Bashir Ahmed, killed now with his little child, was a militant 15 years ago but had given this up since. He was a fruit merchant in Baramulla and was killed at his home in Sopore while playing with his son Burhan whose body too was riddled with bullets. The two assassins left as easily as they came.
And this is really what feeds into the theory accusing the state of supporting, or carrying out these crimes. After every murder the police insist they will do “everything possible” to arrest the gunmen but to no avail.

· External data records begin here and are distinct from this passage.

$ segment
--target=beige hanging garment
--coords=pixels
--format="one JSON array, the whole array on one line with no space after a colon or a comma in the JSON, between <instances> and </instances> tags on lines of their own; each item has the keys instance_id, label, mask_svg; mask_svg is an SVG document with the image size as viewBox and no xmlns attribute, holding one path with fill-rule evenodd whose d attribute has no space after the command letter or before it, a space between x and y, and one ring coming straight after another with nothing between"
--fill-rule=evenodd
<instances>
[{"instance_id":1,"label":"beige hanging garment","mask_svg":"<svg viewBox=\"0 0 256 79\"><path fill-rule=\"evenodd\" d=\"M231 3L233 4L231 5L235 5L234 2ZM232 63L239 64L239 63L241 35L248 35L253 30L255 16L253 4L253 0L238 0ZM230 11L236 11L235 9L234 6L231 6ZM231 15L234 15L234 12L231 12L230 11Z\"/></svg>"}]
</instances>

Not a single perpetrator of this spate of crimes has been arrested, and the assassins move through the highly fortified, security zone that is Kashmir with amazing ease. They shoot, they kill, and leave as effortlessly as they came. They do not wait for the cover of darkness to kill, but do so in broad daylight, with several eyewitnesses.
Chief Minister Mufti Mohammad Sayeed has been silent through it all. He has nothing to say, as he is being accused by sections of the local Kashmiris of connivance through sheer apathy and negiigence to ensure an effective probe into the issue. His silence is compounding the theory of state complicity, unpunctured counter from the authorities. Instead comments like Parrikar’s and others from BJP leaders every now and again, feed into this perception, with the state now being seen as aggressive and proactively against the Valley.
Prime Minister Narendra Modi has made it clear after his election campaign that he is least interested in Jammu and Kashmir except as territory. He has done this by ensuring that the funds required by the state government for the relief and rehabilitation of the flood victims are not released. And the issues the government has taken up—and of course also dropped—like segregated colonies for the Kashmiri pandits that were opposed by both communities in the state. There has not been a word of consolation to the families of the men killed, and it remains to be seen whether the unfortunate death of little Burhan makes New Delhi break its silence.
The second theory propounded by the establishment largely is that an internal factional fight within the Hizbul Mujahideen is responsible for these assassinations.However, despite this claim being made in June by the police not a shred of evidence has been provided so far to corroborate this version of the assassinations. Director General of Police K.Rajendra was quoted by the media in June as saying, “we’ve identified the militants and it’s only a matter of time before we get them. It’s an internal rivalry and an apparent split within their ranks leading to these killings."
The Hizbul Mujahideen, on its part, has been condemning the killings and blamed the government here.
The complete silence of both the state and central governments, and the absence of action even after the murders, certainly does not inspire confidence and trust amongst the Kashmiris.
The murder of toddler Burhan is being compared to the death of Syrian toddler Aylan whose body was washed ashore while he and his family were trying to escape to safer lands. Both innocent victims of violence.